Preserve Hunting and Angling in Three Easy Steps
Any of these options takes five minutes and is important advocacy for the heritage activities we love.
Why take the time? Reality check: hunters and anglers are in the minority in North America. We rely on the social license of non-hunters, whether we like it or not. Such is a democracy. So how do you preserve hunting and angling? Try three things that take nearly no effort:
1. Focus on Food
Living in an urban centre, I talk hunting and fishing with non-hunters all the time. What is it that piques their interest and brings them into the discussion with an open mind?
Food.
Sadly, a common question I get from non-hunters is: “so do you, like, eat the meat”? Many people in urban centres labour under the misapprehension that hunting is just “for the antlers” or worse, for the fun of killing. This is partly the fault of traditional hunting media’s excessive focus on kill shots and “grip and grins” without context. It is up to us as hunters and anglers to provide that context.
Explain how preparing and consuming a hunted animal is an integral and essential part of the hunt (and of respecting that animal). Explain the importance of taking responsibility for your meat, the strong ethical drive of hunters to provide a clean death, and the organic and free-range nature of the meat. Tell them about the recipes you’ve used.
People are beginning to care more and more about where their food comes from. Speaking the language of food gives depth to an activity that many, unfortunately, regard as shallow so-called “trophy hunting”. I don’t know any hunters for whom the eating of the animal is not important. Make sure to make that importance clear when you talk about what you do and why you do it.
2. Discuss Conservation
Many people are ignorant of the critical role hunters played in creating the North American Model of wildlife management. It is the reason we have wild game animal populations today. Explain this to non-hunters or non-anglers when these activities are discussed.
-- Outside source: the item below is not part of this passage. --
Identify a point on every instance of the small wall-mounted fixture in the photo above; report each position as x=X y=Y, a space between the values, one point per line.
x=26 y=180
If you don’t know about this topic, now is a great time to educate yourself. The reality is that hunters and anglers have a proud history of promoting conservation here in North America. Our license fees go direct to conservation, hunter organisations (like Ducks Unlimited) do fantastic work preserving habitat and our observations in the field are important tools for wildlife management. This work benefits all outdoors enthusiasts, not just hunters and anglers.
It is a common mistake to view hunters and anglers as adverse to nature or as “takers” only. Nothing could be further from the truth. Hunters benefit from (and promote) healthy animal populations, intact and abundant habitat and an understanding and respect for wild animals and science-based management. We owe it to ourselves to make this point clear.
3. Join a Local Hunting and Angling Federation or Club
This really needs no elaboration. Collective action is powerful action. Local hunting and fishing organisations like the Ontario Federation of Anglers and Hunters here in Ontario do critical work like monitoring legislation, considering biological data in the interests of conservation, and advocating for the rights of hunters and anglers to keep doing what they do.
Memberships in these organisations are relatively inexpensive, and there are a number of different options suited to particular hunting interests.